La cirugía del ductus en general no constituye una urgencia médica y por lo tanto siempre existe la disponibilidad de tiempo para efectuar un traslado, incluyendo los prematuros. Sin embargo es efectivo que trasladar niños desde lugares alejados implica costos económicos y también algún grado de riesgo, principalmente en los prematuros extremos. Es aquí donde se debe sopesar las ventajas y desventajas de operar un niño en su hospital de origen versus trasladarlo a un centro con mayor experiencia, incluyendo en la ecuación la incidencia local de pacientes con DAP.

Creo que un paso inicial muy importante ha sido dado por el grupo de Punta Arenas al mejorar su proceso diagnóstico con ayuda de la telemedicina y un Hospital de mucha experiencia, que además ha contribuido a entrenar un neonatólogo en el diagnóstico ecocardiográfico de ductus. El modelo de llevar un cirujano experimentado me parece correcto, pero sólo para una etapa inicial. El modelo ideal en mi opinión, es que Punta Arenas llegue a contar con un cardiólogo pediatra que permita precisión y agudeza diagnóstica y con un cirujano local bien entrenado, competente y autovalente. Y a esto le agregaría volumen de actividad, ya que 2 o 3 casos anuales hacen más difícil adquirir adecuada experiencia.

Una forma de adquirir mayor volumen es que grupos como el de Punta Arenas concentren la actividad de una parte del país.
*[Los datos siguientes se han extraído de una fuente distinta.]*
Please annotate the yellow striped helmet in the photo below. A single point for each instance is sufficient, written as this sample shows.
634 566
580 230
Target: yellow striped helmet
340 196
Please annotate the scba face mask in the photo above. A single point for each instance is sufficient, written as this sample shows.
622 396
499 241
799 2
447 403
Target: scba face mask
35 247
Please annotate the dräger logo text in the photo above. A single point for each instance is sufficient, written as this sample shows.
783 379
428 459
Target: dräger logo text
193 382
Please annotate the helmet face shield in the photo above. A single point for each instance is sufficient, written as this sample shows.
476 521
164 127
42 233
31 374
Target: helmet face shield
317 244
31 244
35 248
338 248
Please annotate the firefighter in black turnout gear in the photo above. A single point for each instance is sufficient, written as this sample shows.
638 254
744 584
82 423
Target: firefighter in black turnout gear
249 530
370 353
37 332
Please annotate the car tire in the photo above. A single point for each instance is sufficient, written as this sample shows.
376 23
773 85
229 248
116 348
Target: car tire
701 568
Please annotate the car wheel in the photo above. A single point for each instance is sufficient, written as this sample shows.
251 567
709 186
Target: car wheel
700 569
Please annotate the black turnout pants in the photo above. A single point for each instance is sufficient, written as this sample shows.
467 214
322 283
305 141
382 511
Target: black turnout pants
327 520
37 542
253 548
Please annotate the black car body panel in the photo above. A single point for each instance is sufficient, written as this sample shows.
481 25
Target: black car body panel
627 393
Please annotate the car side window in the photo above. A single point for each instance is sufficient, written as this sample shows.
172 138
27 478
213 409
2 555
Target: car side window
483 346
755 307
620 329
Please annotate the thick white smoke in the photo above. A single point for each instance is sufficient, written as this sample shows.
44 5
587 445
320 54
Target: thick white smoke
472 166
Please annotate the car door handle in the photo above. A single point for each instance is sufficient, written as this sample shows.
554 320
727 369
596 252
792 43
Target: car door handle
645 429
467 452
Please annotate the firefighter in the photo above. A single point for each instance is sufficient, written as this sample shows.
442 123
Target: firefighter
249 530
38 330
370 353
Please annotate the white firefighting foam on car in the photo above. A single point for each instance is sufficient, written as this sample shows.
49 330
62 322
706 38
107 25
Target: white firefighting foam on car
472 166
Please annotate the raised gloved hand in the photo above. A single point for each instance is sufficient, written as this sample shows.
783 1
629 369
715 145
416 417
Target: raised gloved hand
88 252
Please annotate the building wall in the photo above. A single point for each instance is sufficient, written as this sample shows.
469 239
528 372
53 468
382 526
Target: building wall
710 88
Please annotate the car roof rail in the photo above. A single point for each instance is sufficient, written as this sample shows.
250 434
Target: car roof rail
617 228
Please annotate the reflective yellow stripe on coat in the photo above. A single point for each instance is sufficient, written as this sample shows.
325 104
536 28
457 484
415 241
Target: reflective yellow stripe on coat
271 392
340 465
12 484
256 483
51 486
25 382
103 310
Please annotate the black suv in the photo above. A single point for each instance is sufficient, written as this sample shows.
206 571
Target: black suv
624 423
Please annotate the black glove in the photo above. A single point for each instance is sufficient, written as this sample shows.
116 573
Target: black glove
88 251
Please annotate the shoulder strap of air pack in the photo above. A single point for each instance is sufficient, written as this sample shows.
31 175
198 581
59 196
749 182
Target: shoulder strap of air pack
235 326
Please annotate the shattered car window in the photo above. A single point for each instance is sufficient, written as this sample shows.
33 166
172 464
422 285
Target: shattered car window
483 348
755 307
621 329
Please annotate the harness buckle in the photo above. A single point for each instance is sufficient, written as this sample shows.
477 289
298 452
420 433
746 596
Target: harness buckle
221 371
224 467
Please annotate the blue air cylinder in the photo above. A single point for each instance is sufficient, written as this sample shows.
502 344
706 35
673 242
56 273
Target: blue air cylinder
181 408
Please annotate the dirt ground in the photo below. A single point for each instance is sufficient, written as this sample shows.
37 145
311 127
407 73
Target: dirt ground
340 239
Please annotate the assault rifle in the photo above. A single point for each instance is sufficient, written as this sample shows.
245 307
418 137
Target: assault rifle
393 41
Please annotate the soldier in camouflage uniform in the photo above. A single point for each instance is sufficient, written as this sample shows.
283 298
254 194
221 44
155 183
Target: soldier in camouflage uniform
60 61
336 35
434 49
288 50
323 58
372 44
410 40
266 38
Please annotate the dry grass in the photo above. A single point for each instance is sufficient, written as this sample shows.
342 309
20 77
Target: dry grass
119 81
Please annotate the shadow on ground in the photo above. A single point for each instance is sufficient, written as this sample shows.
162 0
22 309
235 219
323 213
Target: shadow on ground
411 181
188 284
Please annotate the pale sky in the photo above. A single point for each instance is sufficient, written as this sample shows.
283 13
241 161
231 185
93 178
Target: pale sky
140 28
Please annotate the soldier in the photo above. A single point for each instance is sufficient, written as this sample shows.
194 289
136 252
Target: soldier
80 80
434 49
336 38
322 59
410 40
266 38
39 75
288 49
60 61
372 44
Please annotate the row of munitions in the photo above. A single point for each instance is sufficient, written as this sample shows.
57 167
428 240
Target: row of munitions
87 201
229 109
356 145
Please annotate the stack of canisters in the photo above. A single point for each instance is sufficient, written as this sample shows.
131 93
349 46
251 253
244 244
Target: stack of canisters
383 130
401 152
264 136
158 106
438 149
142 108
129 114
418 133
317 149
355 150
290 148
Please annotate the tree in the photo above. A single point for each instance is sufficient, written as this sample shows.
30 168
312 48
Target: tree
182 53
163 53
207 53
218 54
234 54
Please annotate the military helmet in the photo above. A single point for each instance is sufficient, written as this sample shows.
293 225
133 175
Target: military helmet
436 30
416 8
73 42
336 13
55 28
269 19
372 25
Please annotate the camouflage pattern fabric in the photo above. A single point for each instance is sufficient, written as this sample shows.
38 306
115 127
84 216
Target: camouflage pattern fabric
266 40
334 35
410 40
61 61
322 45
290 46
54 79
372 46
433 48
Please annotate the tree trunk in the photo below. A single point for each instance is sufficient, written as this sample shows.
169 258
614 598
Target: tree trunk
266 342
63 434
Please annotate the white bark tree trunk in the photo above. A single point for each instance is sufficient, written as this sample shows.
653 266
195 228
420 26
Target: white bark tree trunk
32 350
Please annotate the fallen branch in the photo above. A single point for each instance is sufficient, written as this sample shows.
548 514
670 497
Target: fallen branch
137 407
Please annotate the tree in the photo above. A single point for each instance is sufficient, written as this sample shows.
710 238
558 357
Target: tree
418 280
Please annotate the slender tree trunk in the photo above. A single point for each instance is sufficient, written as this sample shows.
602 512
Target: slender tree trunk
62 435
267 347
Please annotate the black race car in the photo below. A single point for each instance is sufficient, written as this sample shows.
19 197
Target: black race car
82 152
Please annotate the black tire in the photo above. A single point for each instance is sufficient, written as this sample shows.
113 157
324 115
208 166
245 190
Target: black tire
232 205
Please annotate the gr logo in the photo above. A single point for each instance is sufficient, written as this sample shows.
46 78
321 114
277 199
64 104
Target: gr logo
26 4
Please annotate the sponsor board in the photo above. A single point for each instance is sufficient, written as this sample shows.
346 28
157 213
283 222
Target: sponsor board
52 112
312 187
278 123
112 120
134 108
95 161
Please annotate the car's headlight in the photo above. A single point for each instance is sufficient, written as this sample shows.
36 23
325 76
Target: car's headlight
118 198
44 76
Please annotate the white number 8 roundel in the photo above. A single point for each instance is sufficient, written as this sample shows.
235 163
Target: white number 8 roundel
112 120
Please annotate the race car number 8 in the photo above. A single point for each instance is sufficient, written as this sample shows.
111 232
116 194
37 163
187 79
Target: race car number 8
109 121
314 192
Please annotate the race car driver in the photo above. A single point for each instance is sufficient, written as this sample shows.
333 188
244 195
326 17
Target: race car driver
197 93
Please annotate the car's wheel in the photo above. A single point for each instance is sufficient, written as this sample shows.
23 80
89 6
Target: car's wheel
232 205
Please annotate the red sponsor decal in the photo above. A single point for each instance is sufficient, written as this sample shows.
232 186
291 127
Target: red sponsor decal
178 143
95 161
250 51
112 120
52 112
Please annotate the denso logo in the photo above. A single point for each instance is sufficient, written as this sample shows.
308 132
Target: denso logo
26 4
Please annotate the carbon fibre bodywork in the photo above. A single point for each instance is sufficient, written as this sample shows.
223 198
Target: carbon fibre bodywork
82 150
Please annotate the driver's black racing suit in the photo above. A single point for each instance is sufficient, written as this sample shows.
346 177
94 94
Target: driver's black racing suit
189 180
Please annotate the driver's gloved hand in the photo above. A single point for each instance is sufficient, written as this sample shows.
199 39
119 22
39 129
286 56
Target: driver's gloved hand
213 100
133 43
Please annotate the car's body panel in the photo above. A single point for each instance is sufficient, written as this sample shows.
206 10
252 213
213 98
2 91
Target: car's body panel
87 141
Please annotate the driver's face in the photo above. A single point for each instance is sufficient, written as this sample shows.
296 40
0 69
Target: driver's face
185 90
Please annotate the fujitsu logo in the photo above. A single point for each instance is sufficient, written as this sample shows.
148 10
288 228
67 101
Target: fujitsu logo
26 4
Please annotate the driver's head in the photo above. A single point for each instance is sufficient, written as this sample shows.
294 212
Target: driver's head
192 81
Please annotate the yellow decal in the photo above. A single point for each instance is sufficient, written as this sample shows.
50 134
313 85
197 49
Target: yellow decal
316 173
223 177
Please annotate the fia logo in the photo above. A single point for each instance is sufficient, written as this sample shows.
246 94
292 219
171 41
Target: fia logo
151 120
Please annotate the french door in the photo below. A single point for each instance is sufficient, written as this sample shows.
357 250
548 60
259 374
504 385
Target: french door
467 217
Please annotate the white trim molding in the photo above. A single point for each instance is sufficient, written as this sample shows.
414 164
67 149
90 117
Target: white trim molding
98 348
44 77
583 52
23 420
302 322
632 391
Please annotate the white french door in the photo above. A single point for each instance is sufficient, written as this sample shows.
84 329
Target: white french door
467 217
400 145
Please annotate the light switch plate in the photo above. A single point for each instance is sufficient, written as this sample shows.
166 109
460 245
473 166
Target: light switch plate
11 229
No creo que sea buena idea establecer muchos centros dispersados por todo el territorio en que cada uno haga un volumen pequeño de cirugía ductal.

El grupo de los niños prematuros extremos (menor a 1000gr) constituye un grupo especialmente grave, en los que podría argumentarse que su mejor opción de tratamiento es en un centro de alto volumen y nivel de complejidad. Sin embargo, la experiencia reportada que motiva esta editorial, si bien es aún pequeña, exhibe muy buenos resultados, incluidos los pocos casos de prematuros extremos.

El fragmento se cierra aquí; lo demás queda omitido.